You may want to rent your home during your stay or visit in Rossendale. There are three main providers of rented accommodation: private landlords, local councils and housing associations. The main providers of rented accommodation in this area are Registered Social Landlords/Housing Associations and private rented accommodation.

Private landlords

Private landlords will normally rent their property at the market rate and their right to increase the rent depends on the type of tenancy. Make sure you get a tenancy agreement and read it carefully before committing to it.

Many private landlords use an agent to deal with all their affairs, usually an Estate Agent. Estate Agents are excellent places to look if you are thinking about renting this type of property. They will normally place houses and flats to let in their shop windows or advertise them in the local newspapers.

A private landlord will normally ask for a deposit. You should make sure that the condition of the property and any items of furniture are recorded in an inventory and the tenancy agreement states:

  • how much the deposit is and who holds it
  • when money can be deducted from the deposit (for unpaid rent or damage to property)
  • when you will get the deposit back

Social Landlords/Housing Associations If you need to rent somewhere to live, you may be eligible for housing association accommodation. Housing associations normally allocate their homes to those in greatest need on its list and property is often in great demand. There is usually a waiting list and you will need to fill out an application form to be placed on it.

The largest provider of Social Housing in this area is called Together Housing (Formerly Green Vale Homes). Contact: 0300 555 5557 or visit They also advertise their houses on B-With-Us. If you would like to register for social housing with B-With-Us you can apply online, by telephone on 0300 123 22 00 or visit your local Housing Association office.

It is advised that you contact Rossendale Borough Council on 01706 217 777 to request a full list of Housing Associations who provide homes throughout Rossendale.
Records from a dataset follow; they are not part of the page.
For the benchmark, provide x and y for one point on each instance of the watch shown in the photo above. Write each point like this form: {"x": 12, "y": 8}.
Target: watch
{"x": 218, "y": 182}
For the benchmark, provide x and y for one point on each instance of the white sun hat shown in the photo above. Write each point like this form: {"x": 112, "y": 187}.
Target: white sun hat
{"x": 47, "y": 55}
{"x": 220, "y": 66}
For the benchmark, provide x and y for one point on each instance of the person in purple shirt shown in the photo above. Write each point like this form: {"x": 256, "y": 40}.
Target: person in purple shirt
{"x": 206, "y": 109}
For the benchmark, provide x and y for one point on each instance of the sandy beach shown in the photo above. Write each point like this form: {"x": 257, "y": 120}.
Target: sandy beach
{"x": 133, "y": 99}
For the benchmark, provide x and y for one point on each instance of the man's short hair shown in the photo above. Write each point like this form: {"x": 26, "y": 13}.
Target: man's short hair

Alternatively you may visit the Council’s website on or contact the Landlords direct given the contact list for the Housing Associations below:

  • Anchor Anchor Trust, Milestone Place, 100 Bolton Road, Bradford BD1 4DH  Tel: 01274 381600 (All sheltered housing for elderly)
  • Housing 21 1 Staithgate Lane, Odsel, Bradford, BD6 1YA  Tel:01274 744190 (All sheltered housing for elderly)
  • West Pennine HA Pennine House, 77 Union Street, Oldham OL1 1JZ  Tel: 0161 621 4190/01706 215964
  • Harvest Housing Harvest Housing Group, 2 Tustin Court/Port Way, Ashton on Ribble PR2 2YQ  Tel:01772 765600
  • Ashiana Housing Association Limited  Ashiana, 69 Preston New Road, Blackburn, BB2 6AY
  • Northern Counties  The Grange, East Park Road, Blackburn, BB1 8AT  Tel:0845 605 9000

Your Rights and Responsibilities

A tenancy doesn’t just give you rights – it also brings responsibilities. It’s important you stick to the rules and don’t break your tenancy agreement, and to get advice as soon as possible if you have problems.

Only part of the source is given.